Comparative analyses with other extremophilic ATP synthases, particularly those from archaea with V-type rotor subunits similar to those found in Nitratiruptor sp., could reveal convergent or divergent evolutionary strategies for maintaining ATP synthase function under extreme conditions .

What are the energy threshold requirements for ATP synthesis by thermophilic ATP synthases containing atpH?

Understanding the minimum energetic requirements for ATP synthesis is crucial for comprehending how organisms like Nitratiruptor sp. survive under energy-limited conditions. Recent research on ancient ATP synthases has provided insights into these thresholds:

• Minimum driving force requirements:

  • Thermodynamic calculations suggest a theoretical minimum ΔμH⁺/F or ΔμNa⁺/F of 3-4 pH units × 60 mV = 180-240 mV for ATP synthesis

  • Experimental measurements have demonstrated ATP synthesis activity at driving forces as low as 150 mV

  • Some anaerobic archaea and bacteria operate their ATP synthases near this thermodynamic limit

• Components of the driving force:

  • Electrical component (Δψ): Can contribute 90-160 mV

  • Chemical component (ΔpH or ΔpNa): Typically contributes 60-70 mV

  • Optimal ratio between electrical and chemical components may vary between species

• Thermophilic adaptations affecting energy thresholds:

  • Altered c-ring stoichiometry may modify the H⁺/ATP or Na⁺/ATP ratio

  • Structural adaptations may reduce energy dissipation during catalysis

  • Coupling efficiency may be optimized for operation near thermodynamic limits

Table 10: Experimentally Determined Energy Thresholds for ATP Synthesis

This information is particularly relevant for understanding how thermophilic organisms like Nitratiruptor sp. maintain energy homeostasis under extreme conditions and near-starvation scenarios. The ability to synthesize ATP at low driving forces represents a crucial adaptation for survival in energy-limited environments .

What novel applications can be developed using recombinant thermophilic ATP synthase components?

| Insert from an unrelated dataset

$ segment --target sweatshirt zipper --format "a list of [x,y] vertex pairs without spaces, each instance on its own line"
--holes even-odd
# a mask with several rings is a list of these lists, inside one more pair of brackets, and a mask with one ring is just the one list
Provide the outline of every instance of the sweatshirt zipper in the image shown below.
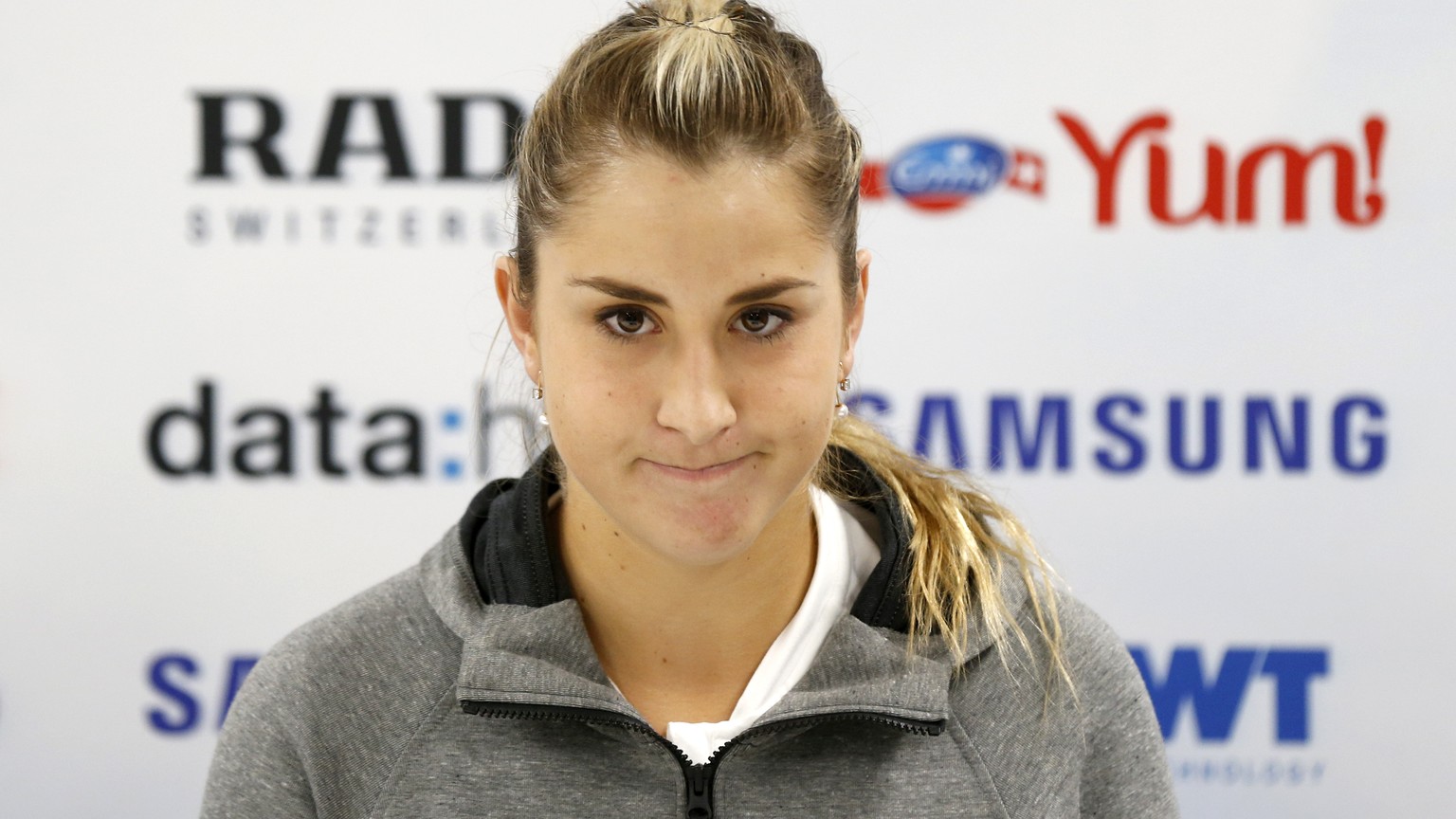
[[619,726],[641,734],[646,734],[657,740],[662,748],[673,753],[677,764],[683,768],[683,780],[687,784],[687,804],[683,807],[683,816],[687,819],[712,819],[713,816],[713,777],[718,774],[718,764],[722,762],[724,755],[745,739],[756,736],[763,736],[767,733],[775,733],[792,727],[807,727],[817,726],[823,723],[834,723],[843,720],[863,720],[869,723],[881,723],[887,726],[897,727],[906,733],[922,734],[922,736],[939,736],[945,730],[945,720],[913,720],[909,717],[894,717],[890,714],[877,714],[874,711],[833,711],[828,714],[814,714],[810,717],[789,717],[786,720],[776,720],[772,723],[764,723],[761,726],[754,726],[738,736],[729,739],[708,758],[708,762],[699,765],[687,758],[686,753],[676,745],[673,745],[665,736],[652,730],[652,726],[644,723],[642,720],[635,720],[632,717],[619,714],[616,711],[607,711],[604,708],[577,708],[574,705],[527,705],[521,702],[488,702],[482,700],[464,700],[460,702],[469,714],[478,714],[482,717],[502,717],[511,720],[561,720],[561,721],[578,721],[578,723],[597,723],[607,726]]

The successful recombinant production of thermophilic ATP synthase components like Nitratiruptor sp. atpH opens opportunities for various biotechnological applications:

• Bioenergetic devices and biosensors:

  • ATP-generating bioelectronic devices for power generation

  • Nanoscale rotary motors exploiting the mechanical properties of ATP synthase

  • Biosensors for detecting environmental contaminants that affect membrane potential

  • Platforms for testing compounds that modulate ion transport

• Thermostable enzyme applications:

  • Heat-stable ATPases for industrial ATP regeneration systems

  • Thermophilic ATP synthases as components in high-temperature biocatalytic cascades

  • Robust molecular machines for synthetic biology applications

  • Template enzymes for directed evolution of novel functionalities

• Biomedical applications:

  • Model systems for studying mitochondrial disorders involving ATP synthase

  • Platforms for screening modulators of ATP synthase function

  • Development of anticancer agents targeting ATP synthase

  • Investigation of ion transport mechanisms relevant to drug delivery

• Fundamental research tools:

  • Model systems for studying protein folding and assembly under extreme conditions

  • Platforms for investigating the molecular basis of thermostability

  • Tools for exploring minimum energy requirements for biological energy conversion

  • Systems for studying the evolution of bioenergetic mechanisms

The thermostability of Nitratiruptor sp. ATP synthase components makes them particularly valuable for applications requiring operation at elevated temperatures or harsh conditions. The recombinant production system enables protein engineering approaches to further enhance stability or introduce novel functionalities tailored to specific biotechnological needs.